En las cifras oficiales de los gobiernos de aquí cerca, la muerte del muerto no engrosa las estadísticas del Covid, la explicación es simplona, no recibió ayuda del sistema hospitalario del estado; cuando llegó, le dijeron para alegría suya que “en casa y con un tanque de oxígeno le atenderían mejor y se libraría rápido de las garras de la pandemia”.
Y así fue, el bicho se le murió pero también se le murió el cuerpo.
El último de los dolientes de la fila acaricia con la palma de la mano el féretro con el muerto expuesto, toquetea sus ropas, estalla en llanto y finaliza la triste escena posando los labios donde Jesús fue crucificado.
–No tengan miedo de acompañarnos al velorio –hizo correr la voz doña Felipa, viuda de don Miguel, a familiares y conocidos–, mi esposo no murió de Covid, murió de un infarto, el pobre no pudo respirar después de la fiebre de tres días seguidos, cayó de repente y ahí quedó, sereno y tranquilo –como si a nadie debiera.
El doblar de las campanas de las iglesias de San Andrés Apóstol y del Sagrado Corazón de Jesús, en la cuna bendita del gran Melquiades Morales, a veces coincide a veces no, todo depende de la hora en que el creyente abonó la misa para el difunto que en estos tiempos de pandemia se multiplican como la mala yerba en tiempos de agua.
Don Miguel jamás se dio por enterado de alguna campaña publicitaria gubernamental con contenidos de sana distancia o de uso de cubrebocas, y cuando al gobierno poblano le vino el veinte del peligro que acechaba a la población, ya estaba muerto él y 3 mil más (hoy casi 4 mil).
A don Miguel, igual que a muchos, le quedó claro la existencia del bicho demasiado tarde. “Es cosa del gobierno, nos quieren espantar” –carcajeaba en los partidos llaneros de beisbol con la cerveza bien fría en la mano–.
El dolor de los hijos y nietos del muerto es fuerte, tanto, que su partida no la compensa nada ni nadie.
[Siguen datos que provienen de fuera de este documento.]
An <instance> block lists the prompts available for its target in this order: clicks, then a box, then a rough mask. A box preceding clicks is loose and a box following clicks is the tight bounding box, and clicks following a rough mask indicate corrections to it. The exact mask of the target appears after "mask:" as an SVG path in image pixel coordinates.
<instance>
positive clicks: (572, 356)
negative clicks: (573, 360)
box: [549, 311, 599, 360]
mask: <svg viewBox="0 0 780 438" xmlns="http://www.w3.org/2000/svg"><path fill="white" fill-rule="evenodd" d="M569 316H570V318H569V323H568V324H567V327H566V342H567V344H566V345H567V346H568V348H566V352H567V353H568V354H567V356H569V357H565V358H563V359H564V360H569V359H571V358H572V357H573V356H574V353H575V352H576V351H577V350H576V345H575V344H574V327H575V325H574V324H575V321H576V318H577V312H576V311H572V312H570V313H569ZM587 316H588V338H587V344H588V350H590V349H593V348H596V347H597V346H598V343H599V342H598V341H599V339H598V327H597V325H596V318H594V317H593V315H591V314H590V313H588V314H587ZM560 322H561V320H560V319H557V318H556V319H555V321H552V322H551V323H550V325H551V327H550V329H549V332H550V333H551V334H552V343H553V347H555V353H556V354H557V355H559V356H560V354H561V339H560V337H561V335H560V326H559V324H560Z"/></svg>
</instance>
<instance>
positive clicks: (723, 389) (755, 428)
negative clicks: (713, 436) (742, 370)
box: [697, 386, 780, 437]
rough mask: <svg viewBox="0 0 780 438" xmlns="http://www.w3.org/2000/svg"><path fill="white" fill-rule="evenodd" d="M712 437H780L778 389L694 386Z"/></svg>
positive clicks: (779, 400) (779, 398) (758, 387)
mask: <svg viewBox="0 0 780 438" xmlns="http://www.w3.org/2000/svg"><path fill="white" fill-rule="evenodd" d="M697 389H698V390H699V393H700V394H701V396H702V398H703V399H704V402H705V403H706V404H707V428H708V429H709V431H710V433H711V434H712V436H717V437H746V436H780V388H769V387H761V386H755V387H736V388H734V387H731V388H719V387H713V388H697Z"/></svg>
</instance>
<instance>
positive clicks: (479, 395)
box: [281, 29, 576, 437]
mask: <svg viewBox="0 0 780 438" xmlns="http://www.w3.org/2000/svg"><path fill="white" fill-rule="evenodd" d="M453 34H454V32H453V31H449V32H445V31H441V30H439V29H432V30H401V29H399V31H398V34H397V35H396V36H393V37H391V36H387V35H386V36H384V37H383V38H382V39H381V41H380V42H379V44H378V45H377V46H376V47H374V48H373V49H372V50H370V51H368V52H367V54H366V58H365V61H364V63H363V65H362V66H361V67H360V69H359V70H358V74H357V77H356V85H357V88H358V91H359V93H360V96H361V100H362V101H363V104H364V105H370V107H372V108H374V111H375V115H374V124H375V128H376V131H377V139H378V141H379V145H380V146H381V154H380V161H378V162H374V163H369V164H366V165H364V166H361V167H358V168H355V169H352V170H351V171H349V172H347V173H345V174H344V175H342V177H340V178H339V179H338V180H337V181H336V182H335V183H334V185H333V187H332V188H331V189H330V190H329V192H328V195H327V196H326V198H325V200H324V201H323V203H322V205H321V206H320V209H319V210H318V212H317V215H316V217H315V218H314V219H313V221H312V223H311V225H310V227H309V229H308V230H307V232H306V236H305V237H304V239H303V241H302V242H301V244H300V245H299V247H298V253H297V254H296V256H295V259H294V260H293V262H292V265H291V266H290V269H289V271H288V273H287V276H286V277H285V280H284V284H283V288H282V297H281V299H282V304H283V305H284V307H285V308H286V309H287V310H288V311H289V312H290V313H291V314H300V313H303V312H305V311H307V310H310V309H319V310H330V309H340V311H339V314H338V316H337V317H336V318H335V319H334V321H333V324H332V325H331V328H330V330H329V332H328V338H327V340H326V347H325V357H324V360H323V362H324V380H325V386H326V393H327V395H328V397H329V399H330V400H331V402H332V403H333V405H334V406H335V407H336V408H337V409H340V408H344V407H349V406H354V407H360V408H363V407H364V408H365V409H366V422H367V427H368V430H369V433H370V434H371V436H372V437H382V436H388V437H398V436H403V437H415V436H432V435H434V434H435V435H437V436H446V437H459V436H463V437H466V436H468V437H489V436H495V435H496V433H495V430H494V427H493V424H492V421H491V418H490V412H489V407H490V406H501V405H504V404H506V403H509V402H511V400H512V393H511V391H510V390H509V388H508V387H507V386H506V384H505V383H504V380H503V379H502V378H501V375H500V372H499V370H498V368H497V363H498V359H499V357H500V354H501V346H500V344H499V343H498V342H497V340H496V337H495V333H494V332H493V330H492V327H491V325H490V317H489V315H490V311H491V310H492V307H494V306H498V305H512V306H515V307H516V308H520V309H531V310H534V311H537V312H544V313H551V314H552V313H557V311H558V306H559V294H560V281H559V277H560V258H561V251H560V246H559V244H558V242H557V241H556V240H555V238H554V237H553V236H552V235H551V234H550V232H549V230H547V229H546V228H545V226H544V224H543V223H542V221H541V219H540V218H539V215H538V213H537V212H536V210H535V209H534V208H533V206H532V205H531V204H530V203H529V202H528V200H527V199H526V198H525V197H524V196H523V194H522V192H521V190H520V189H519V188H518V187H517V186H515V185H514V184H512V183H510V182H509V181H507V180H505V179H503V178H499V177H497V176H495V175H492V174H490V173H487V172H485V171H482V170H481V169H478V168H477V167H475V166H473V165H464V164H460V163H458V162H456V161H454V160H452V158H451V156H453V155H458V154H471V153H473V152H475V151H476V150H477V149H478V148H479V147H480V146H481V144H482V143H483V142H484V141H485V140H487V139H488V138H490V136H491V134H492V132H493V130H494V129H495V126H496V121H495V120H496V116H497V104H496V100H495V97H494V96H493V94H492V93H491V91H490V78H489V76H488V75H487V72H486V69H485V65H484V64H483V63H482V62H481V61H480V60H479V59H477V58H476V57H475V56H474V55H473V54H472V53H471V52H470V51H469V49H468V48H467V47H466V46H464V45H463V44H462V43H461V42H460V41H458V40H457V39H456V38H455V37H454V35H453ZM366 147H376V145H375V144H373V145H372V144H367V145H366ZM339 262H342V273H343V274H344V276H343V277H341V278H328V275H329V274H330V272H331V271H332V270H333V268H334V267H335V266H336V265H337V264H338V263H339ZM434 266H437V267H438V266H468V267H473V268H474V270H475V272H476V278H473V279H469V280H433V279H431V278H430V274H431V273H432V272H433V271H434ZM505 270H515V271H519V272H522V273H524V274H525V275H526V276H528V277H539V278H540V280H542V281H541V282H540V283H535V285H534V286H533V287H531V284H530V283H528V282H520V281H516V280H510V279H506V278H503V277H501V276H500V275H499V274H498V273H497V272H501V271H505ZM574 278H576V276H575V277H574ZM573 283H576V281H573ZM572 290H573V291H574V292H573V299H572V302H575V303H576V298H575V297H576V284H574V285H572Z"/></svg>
Tanto, que el llanto sigue brotándoles a sus querientes en la misma cantidad que la primera llorada. Tanto, que el tremendo olor del bicho que le descompone el cuerpo no les doblega la voluntad ni la cercanía de esos últimos minutos con los restos del que se fue amado.
En la velada de café hirviente de olla y pan de pueblo, se supo y se repitió que entre hijos, hijas, nueras, yernos, nietos y bisnietos la dolencia alcanzó no menos de ochenta corazones familiares. Los de abajo suelen ser así, numerosos, luchones, querendones y unidos. Esa noche el cielo lloró como nunca, señal divina que Dios derramó lágrimas sobre ellos.
A la semana siguiente murió doña Felipa, esposa, compañera y cómplice de don Miguel, igual, de un infarto, tampoco fue considerada en las estadísticas del bicho, después falleció la nuera y otro hijo, y es que en los pueblos de Puebla siguen muriendo de neumonías atípicas, diarreas, infartos y diabetes, coinciden en los velorios los familiares de los muertos que se apestan rápido.
Hoy en la radio se escuchó a alguien importante presumir que la red hospitalaria de Puebla jamás, jamás colapsó por la pandemia, vaya notición.